Model index for Researchers, are these descriptions correct?

Two questions, if anyone knows -

First Q:

Under “Models referred to as GPT 3.5”, the page lists a series of models trained to a particular date epoch, and presumably sharing some architecture. Should text-embedding-ada-002 be in this list? It uses the same tokenizer and came out during a similar time period and shares the training date cutoff. Or, is it not part of the GPT 3.5 series because it is not a completion model?

Second Q:

Under “Models featured in OpenAI Research”, the page lists from "Language Models are Few-Shot Learners:

GPT-3 175B davinci 175B
GPT-3 6.7B curie 6.7B
GPT-3 1B babbage 1B

and ada isn’t here at all. My observation is that this doesn’t line up in the obvious way with the named models’ parameter counts:

davinci - 175B parameters
curie - 13B parameters
babbage - 6.7B parameters
ada - 2.7B parameters
(see https://arxiv.org/pdf/2106.07131.pdf, citing to OpenAI’s “Few Shot Learners” paper).
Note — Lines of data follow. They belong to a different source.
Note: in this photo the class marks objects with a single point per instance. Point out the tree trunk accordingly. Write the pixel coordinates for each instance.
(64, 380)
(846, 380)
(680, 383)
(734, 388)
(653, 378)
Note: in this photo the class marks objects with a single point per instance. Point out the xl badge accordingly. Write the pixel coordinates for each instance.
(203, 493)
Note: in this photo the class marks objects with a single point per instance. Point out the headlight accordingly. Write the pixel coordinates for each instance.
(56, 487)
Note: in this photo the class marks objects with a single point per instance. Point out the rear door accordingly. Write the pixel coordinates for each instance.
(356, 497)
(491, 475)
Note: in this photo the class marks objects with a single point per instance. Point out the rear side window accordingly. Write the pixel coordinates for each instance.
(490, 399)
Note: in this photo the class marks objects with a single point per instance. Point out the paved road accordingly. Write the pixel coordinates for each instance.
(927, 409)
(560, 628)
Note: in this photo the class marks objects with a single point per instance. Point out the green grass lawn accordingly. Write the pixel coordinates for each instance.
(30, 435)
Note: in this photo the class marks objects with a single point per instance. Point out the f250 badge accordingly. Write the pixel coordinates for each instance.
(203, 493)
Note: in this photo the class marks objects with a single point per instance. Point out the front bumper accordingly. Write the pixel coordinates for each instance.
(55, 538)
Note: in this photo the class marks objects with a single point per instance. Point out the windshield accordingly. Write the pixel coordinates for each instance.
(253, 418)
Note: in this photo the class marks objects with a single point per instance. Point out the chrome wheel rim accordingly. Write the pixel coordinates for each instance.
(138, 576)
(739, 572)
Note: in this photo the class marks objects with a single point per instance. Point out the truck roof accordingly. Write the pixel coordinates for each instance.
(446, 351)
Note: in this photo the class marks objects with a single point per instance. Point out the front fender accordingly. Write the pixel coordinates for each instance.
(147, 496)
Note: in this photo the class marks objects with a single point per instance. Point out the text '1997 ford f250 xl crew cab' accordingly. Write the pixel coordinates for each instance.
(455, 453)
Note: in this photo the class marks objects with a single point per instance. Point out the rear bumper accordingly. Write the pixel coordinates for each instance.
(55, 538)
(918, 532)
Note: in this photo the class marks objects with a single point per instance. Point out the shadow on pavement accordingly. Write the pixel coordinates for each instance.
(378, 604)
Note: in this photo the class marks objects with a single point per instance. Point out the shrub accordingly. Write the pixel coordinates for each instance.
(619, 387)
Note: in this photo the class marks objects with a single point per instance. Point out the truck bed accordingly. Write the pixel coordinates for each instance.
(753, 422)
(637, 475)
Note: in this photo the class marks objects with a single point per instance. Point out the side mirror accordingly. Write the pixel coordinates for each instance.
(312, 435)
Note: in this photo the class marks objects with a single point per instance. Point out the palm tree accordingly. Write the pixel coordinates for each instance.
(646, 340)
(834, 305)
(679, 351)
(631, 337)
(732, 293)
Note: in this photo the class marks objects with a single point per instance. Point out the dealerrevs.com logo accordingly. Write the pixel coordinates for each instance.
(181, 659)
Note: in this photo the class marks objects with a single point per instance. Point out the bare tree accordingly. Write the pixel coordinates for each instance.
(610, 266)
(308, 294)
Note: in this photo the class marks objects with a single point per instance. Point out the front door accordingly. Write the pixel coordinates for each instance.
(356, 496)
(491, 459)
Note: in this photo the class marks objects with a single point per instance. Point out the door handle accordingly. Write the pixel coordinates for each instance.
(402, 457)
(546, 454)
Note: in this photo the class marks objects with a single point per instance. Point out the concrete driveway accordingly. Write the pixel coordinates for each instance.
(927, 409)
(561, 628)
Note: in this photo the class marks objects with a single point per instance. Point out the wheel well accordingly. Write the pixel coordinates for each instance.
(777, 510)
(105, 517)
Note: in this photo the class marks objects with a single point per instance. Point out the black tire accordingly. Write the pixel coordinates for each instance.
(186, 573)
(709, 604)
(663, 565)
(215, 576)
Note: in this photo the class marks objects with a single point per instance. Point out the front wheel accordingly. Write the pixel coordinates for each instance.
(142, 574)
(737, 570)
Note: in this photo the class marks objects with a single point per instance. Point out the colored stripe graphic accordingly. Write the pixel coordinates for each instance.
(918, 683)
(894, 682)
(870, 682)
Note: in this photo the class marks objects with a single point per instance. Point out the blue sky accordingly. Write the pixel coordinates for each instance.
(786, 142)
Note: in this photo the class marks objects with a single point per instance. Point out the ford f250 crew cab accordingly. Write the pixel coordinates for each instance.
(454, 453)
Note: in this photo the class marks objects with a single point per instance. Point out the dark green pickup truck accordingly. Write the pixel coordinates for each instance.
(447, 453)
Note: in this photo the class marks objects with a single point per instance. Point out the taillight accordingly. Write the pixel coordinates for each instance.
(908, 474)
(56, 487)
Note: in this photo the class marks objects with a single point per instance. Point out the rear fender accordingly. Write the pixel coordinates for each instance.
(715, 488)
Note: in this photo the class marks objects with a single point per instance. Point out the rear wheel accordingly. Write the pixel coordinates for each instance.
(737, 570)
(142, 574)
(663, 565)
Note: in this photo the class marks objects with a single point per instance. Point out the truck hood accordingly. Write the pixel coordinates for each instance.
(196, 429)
OpenAI describes these as “most proximate models” that the research models correspond to. So, are they saying that the research models listed are most closely related to the named models, despite having parameter sizes that are very different from them?

Thanks!

1 Like

Your stats seem wrong. The perplexity scores of the multiple GPT-3 models were independently compared to performance metrics of the named base models, and this seems accurate:

Ada, Babbage, Curie and Davinci line up closely with 350M, 1.3B, 6.7B, and 175B respectively

The pretraining data size of each is not published, but 175b should be the one with a 45TB corpus.

The new ada embeddings model uses a different number of dimensions than prior GPT models, likely a whole new ground-up training, perhaps using greater or more specialized knowledge for the task than prior ada tier, along with some tunings one can’t evaluate except by performance of the whole model by endpoint.

1 Like

Ah, thanks for the clarification. My parameter numbers are from the researchers citing the openai paper, and sounds like they were just off.